Chaquinn Cook was a spindly triple jumper with a modest personal best and relatively low expectations heading into the Pac-12 Track & Field Championships last year.
Then she jumped a massive PR to win the conference title, setting in motion a year of accomplishment and improvement for the 5-foot-10 junior from Portland.
Bigger, stronger, faster and unquestionably more confident, Cook enters the Pac-12 championship meet Saturday and Sunday in Stanford, Calif., as the Oregon school record-holder, the top-ranked triple jumper in the conference and the fourth-ranked triple jumper in the nation.
She’ll be joined by first-year junior Tristan James to give the defending conference champion Ducks a men’s and women’s triple jump threat this weekend.
“I would say my confidence is very different from last year, when I came into the program and just wasn’t sure what to expect,” said Cook, a former three-sport standout for Benson High School who transferred to Oregon after one year at Portland State. “Just knowing that I can do it makes a very big difference for me. I’m basically right there and it gives me that extra oomph to do what I need to do.”
Cook’s PR was 41 feet, 1¾ inches before she jumped 44-1½ to win the Pac-12 title last season. She topped that with a jump of 44-4 for a win at the NCAA West Preliminary meet two weeks later, and then finished ninth at the NCAA Outdoor Championships.
What followed was a dedicated offseason program that has led to both an indoor (43-0¼) and outdoor (45-7) school record this year.
“I’ve definitely gotten a lot stronger in the weight room,” Cook said. “I have gained a lot of muscle and that has been something that was a struggle for me because I’m so tall. Getting that muscle and getting my speed up has been great.”
The NCAA triple jump leader is Georgia senior Keturah Orji, the collegiate and American record-holder, who has a season-best mark of 47-0¼. Florida’s Yanis David (46-4¼) and Kentucky’s Marie-Josee Ebwea-Bile (45-11¼) also have better marks than Cook, whose determination to be great has put her in the national conversation, Oregon coach Robert Johnson said.

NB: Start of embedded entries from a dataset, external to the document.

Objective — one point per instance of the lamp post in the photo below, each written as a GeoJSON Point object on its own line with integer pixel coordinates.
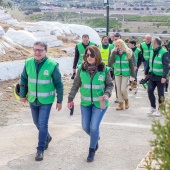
{"type": "Point", "coordinates": [106, 3]}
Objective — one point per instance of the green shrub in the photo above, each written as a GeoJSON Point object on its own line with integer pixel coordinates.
{"type": "Point", "coordinates": [161, 143]}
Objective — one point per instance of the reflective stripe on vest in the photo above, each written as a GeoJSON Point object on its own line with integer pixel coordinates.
{"type": "Point", "coordinates": [121, 65]}
{"type": "Point", "coordinates": [40, 81]}
{"type": "Point", "coordinates": [41, 94]}
{"type": "Point", "coordinates": [82, 51]}
{"type": "Point", "coordinates": [123, 69]}
{"type": "Point", "coordinates": [146, 50]}
{"type": "Point", "coordinates": [40, 86]}
{"type": "Point", "coordinates": [157, 70]}
{"type": "Point", "coordinates": [122, 62]}
{"type": "Point", "coordinates": [156, 65]}
{"type": "Point", "coordinates": [104, 54]}
{"type": "Point", "coordinates": [88, 86]}
{"type": "Point", "coordinates": [89, 98]}
{"type": "Point", "coordinates": [92, 88]}
{"type": "Point", "coordinates": [136, 53]}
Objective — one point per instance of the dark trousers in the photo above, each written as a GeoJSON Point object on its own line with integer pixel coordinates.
{"type": "Point", "coordinates": [40, 115]}
{"type": "Point", "coordinates": [160, 88]}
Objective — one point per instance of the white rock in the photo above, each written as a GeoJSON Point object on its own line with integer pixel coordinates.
{"type": "Point", "coordinates": [21, 37]}
{"type": "Point", "coordinates": [11, 21]}
{"type": "Point", "coordinates": [48, 39]}
{"type": "Point", "coordinates": [5, 17]}
{"type": "Point", "coordinates": [1, 11]}
{"type": "Point", "coordinates": [55, 43]}
{"type": "Point", "coordinates": [41, 33]}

“She has some lofty, lofty goals of wanting to jump really far,” Johnson said. “Of course, everybody has goals. It’s easy to have those, but do you understand what it entails to accomplish those? That’s the hard part.”

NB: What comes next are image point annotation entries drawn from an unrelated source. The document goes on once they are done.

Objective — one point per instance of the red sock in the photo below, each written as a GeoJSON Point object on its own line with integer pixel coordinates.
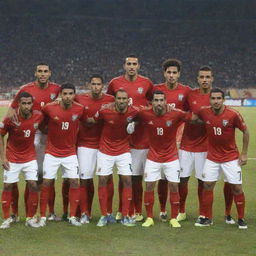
{"type": "Point", "coordinates": [15, 199]}
{"type": "Point", "coordinates": [44, 197]}
{"type": "Point", "coordinates": [149, 202]}
{"type": "Point", "coordinates": [65, 191]}
{"type": "Point", "coordinates": [240, 204]}
{"type": "Point", "coordinates": [207, 202]}
{"type": "Point", "coordinates": [183, 192]}
{"type": "Point", "coordinates": [6, 203]}
{"type": "Point", "coordinates": [120, 191]}
{"type": "Point", "coordinates": [126, 200]}
{"type": "Point", "coordinates": [32, 204]}
{"type": "Point", "coordinates": [162, 193]}
{"type": "Point", "coordinates": [83, 200]}
{"type": "Point", "coordinates": [175, 204]}
{"type": "Point", "coordinates": [228, 196]}
{"type": "Point", "coordinates": [51, 199]}
{"type": "Point", "coordinates": [103, 199]}
{"type": "Point", "coordinates": [26, 192]}
{"type": "Point", "coordinates": [110, 188]}
{"type": "Point", "coordinates": [137, 191]}
{"type": "Point", "coordinates": [74, 197]}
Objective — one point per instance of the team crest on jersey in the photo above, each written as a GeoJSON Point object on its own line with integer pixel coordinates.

No need to tell that to James, who is at his third school in as many years.
The former three-time state champion in the triple jump for West Salem, James is attempting to become the Ducks' first Pac-12 champion in that event since Todd Bleakney in 1994.
James spent a year at Oral Roberts before moving back to his home state when his coach left the program.

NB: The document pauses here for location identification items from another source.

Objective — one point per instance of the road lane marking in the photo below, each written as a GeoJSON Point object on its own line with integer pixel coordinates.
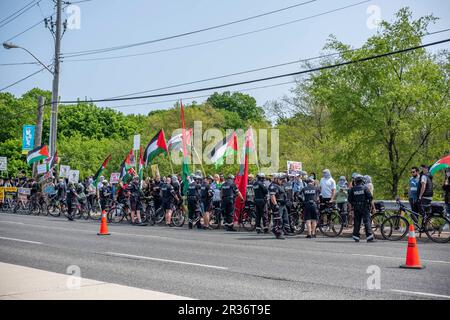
{"type": "Point", "coordinates": [422, 293]}
{"type": "Point", "coordinates": [164, 260]}
{"type": "Point", "coordinates": [20, 240]}
{"type": "Point", "coordinates": [387, 257]}
{"type": "Point", "coordinates": [13, 222]}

He enrolled at Lane Community College where he won 2017 Northwest Athletic Conference titles in the triple jump and long jump as he completed his associates degree and dreamed of becoming a Duck.
“I had my sights set on Oregon but I came to Lane on my own with my own plan in my own mind and I worked hard to execute it," James said. “While I was at Lane I reached out to coach Johnson and was able to talk to him. After that, everything just worked itself out.”
James’ wind-aided mark of 51-6½ is the third-best jump in the Pac-12 this season, behind California’s Thomas Kaukolahti’s 52-3¾ and USC’s Eric Sloan’s 51-11¾. He also has the second-best long jump mark at 25-4, behind only teammate and defending Pac-12 champion Damarcus Simpson’s 26-0.
“He keeps telling me he’s going to beat me, but I keep telling him he’s going to have to jump 28 (feet) if you want to win,” Simpson playfully said. “We’re pretty competitive but I want him to go out there and try and beat me if he can.”
James is entered in both events this weekend, as is Cook, who was also fourth in the long jump at the Pac-12 meet last season, won by Oregon sophomore Rhesa Foster.
“It’s amazing,” James said. “At my other schools, I was always the best jumper there. So being in a program where that’s not the case and I’m surrounded by people who are just as talented or more talented, it’s great. I love it. I go to practice and we train and train and train and we just get better.”